Experiments in tape manipulation or musique concrète, early computer music and early sampling and sound manipulation technologies paved the way for both manipulating and creating new sounds through technology. The world's first computer to play music was CSIRAC in 1950-1, designed and built by Trevor Pearcey and Maston Beard and programmed by mathematician Geoff Hill. Early electronic instruments included the theremin, which uses two metal antennas that sense the position of a player's hands and control oscillators for frequency with one hand, and amplitude (volume) to produce an eerie but difficult to manipulate sound. It was used by avant garde and classical musicians in the early twentieth century and was used on a large number of 1940s and 50s science fiction films and suspense.

Electronic musical synthesizers that could be used practically in a recording studio became available in the mid-1960s, around the same time as rock music began to emerge as a distinct musical genre. The Mellotron, an electro-mechanical, polyphonic sample-playback keyboard, which used a bank of parallel linear magnetic audio tape strips to produce a variety of sounds enjoyed popularity from the mid-1960s. The initial popularity of the Mellotron would be overtaken by the Moog synthesizer, created by Robert Moog in 1964, which produced completely electronically generated sounds which could be manipulated by pitch and frequency, allowing the "bending" of notes and considerable variety and musical virtuosity to be expressed. The early commercial Moog synthesiser was large and difficult to manipulate, but in 1970 Moog responded to its use in rock and pop music by releasing the portable Mini-moog, which was much simpler, easier to use, and proved more practical for live performance. Early synthesisers were monophonic (only able to play one note at a time), but polyphonic versions began to be produced from the mid-1970s, among the first being the Prophet-5.

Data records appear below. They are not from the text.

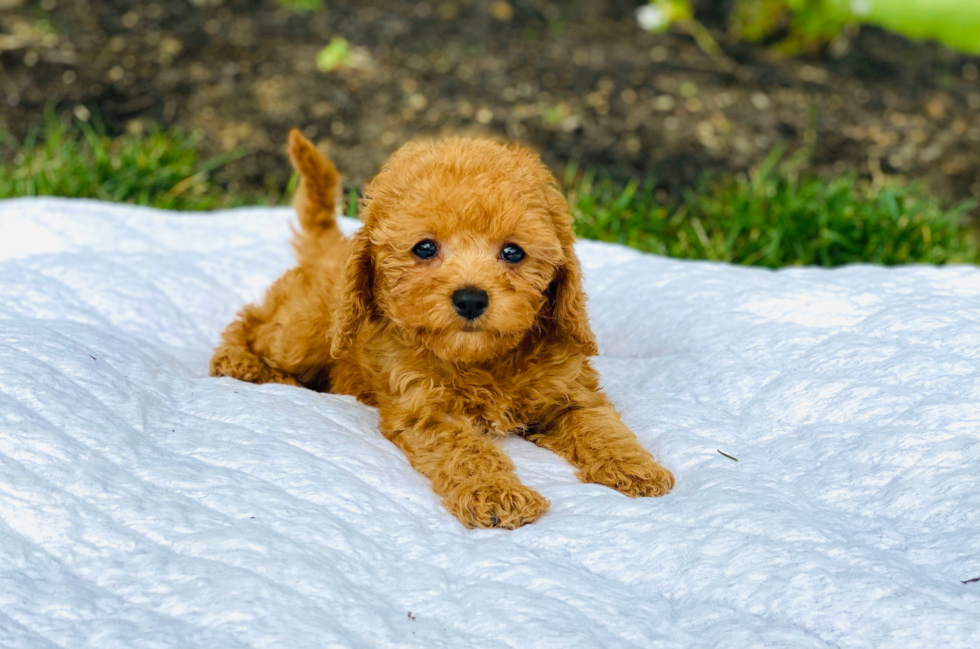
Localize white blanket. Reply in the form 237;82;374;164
0;199;980;648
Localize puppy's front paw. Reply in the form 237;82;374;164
443;476;550;530
582;458;674;498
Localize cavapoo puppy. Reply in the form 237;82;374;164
211;130;674;528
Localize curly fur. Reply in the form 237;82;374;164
211;130;674;528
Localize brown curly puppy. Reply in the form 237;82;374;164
211;130;674;528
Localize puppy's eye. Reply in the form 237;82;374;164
412;239;439;259
500;243;525;264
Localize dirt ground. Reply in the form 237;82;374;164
0;0;980;200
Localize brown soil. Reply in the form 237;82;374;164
0;0;980;200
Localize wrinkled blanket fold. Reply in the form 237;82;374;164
0;199;980;648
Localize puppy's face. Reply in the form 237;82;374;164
371;170;564;362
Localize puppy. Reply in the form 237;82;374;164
211;130;674;529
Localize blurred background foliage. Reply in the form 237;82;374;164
638;0;980;54
0;0;980;268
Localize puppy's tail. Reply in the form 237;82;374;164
289;128;340;238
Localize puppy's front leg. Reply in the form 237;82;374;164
528;392;674;498
382;411;549;529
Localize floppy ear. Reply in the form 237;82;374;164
546;187;599;356
330;224;374;358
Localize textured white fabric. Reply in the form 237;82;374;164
0;199;980;648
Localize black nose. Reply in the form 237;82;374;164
452;286;490;320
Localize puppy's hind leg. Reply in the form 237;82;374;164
211;306;300;386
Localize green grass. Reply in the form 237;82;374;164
0;116;980;268
276;0;323;13
0;115;256;210
566;152;980;268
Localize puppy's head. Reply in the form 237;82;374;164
333;139;596;363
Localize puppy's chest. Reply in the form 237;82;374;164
452;379;540;437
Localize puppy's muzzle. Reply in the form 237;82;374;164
452;286;490;320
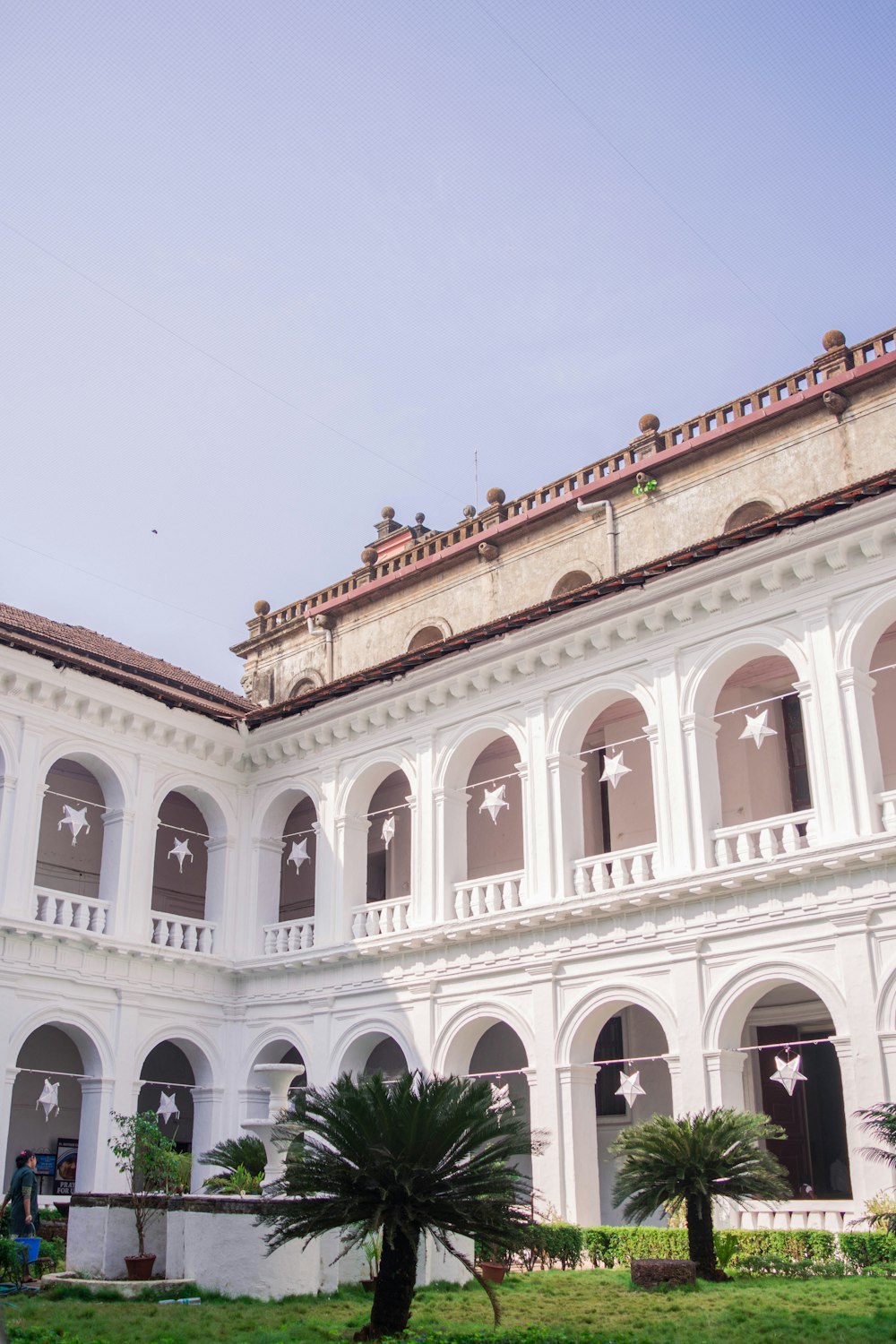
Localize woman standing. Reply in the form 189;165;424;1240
0;1148;40;1236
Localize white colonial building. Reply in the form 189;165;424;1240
0;323;896;1228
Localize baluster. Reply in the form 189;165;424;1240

MIDI, (Musical Instrument Digital Interface) was created in 1982, as an industry-standard protocol that enables electronic musical instruments (synthesizers, drum machines), computers and other electronic equipment (MIDI controllers, sound cards, samplers) to communicate and synchronize with each other. Unlike previous analog devices, MIDI does not transmit an audio signal, but sends an event messages about pitch and intensity, control signals for parameters such as volume, vibrato and panning, cues, and clock signals to set the tempo, allowing the building of more complex music and the integration of different devices.

In the new millennium, as computer technology become more accessible and music software has advanced, interacting with music production technology is now possible using means that bear no relationship to traditional musical performance practices: for instance, laptop performance (laptronica) and live coding. In the last decade a number of software-based virtual studio environments have emerged, with products such as Propellerhead's Reason, Ableton Live and Native Instruments Reaktor finding widespread appeal. Such tools provide viable and cost-effective alternatives to typical hardware-based production studios, and thanks to advances in microprocessor technology, it is now possible to create high quality music using little more than a single laptop computer. Such advances have been seen as democratizing music creation, leading to a massive increase in the amount of home-produced electronic music available to the general public via the internet.